Extract Tool Demo

The goal of this demo is to show how the extract tool demo can be used for extraction of information from XML documents.

The Extract tool is used for selection of data from document(s) and saving these data in (an) XML document(s).

Demo: Extraction of sentences with less than 3 words

Our goal here is to construct a list of all the sentences that have at most 3 words in some set of documents. The expectation is that some of these sentences can be determined wrongly.

The document used for this demo is Standart20030524extr.tag.

In order to run the demo you have to perform the following steps:

  1. Check whether the document: Standart20030524extr.tag is loaded in the system.
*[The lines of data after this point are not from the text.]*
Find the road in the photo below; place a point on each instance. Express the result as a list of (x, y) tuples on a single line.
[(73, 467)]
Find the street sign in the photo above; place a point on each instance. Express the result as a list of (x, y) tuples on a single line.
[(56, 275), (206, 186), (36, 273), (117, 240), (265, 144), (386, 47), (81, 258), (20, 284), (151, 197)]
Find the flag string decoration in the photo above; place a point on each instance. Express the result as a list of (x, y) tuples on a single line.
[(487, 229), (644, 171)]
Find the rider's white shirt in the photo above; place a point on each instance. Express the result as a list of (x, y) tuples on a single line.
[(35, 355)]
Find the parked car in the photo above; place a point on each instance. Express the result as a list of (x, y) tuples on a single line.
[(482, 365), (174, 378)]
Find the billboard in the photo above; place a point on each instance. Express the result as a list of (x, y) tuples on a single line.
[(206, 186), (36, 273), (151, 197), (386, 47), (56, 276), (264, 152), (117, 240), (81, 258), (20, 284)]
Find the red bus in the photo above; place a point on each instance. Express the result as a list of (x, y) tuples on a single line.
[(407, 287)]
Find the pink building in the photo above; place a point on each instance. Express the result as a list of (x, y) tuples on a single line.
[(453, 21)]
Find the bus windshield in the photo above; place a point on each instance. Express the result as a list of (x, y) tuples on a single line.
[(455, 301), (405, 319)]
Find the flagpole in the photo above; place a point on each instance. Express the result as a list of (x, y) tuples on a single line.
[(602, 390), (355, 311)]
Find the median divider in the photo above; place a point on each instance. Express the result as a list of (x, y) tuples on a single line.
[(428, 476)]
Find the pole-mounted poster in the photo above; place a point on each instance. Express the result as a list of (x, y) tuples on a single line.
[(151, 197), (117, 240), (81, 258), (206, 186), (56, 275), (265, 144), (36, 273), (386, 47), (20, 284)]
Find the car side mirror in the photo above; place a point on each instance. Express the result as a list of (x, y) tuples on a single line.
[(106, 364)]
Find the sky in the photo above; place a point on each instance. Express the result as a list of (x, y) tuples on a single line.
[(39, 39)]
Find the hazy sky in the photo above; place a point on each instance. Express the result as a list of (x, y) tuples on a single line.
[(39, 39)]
If it is not, then load it as it is described in Import XML Tool Demo.
  2. Open the query dialog of the Extract tool from the menu item Tools.
  3. In the text box Search write the following XPath expression : //s[count(child::tok)<=3] which selects all the sentences that have less than or equals to three words (tok elements) within the document(s).
  4. Select Include Subtree option.
  5. In order to add an attribute with the source document name to the auxiliary tag the user has to select Create source attribute. The name of the attribute is taken from the corresponding text field.
  6. In order to add an attribute with the XPath value coming from the source document for the selected nodes, the user has to select Create path attribute. The name of the attribute is taken from the corresponding text field.
  7. In order to add an attribute with the extract result number to the auxiliary tag the user has to select Create number attribute. The name of the attribute is taken from the corresponding text field.
  8. The dialog of the tool in this case has to be:

    Then you can run the query.

  9. The result will be saved in the document with a name given from the user in the group Root : SYSTEM : Results : Extract - the standard group for results from this tool. If necessary, you can change it.

The above query is saved in the document sLD3.extr.que in the demo directory.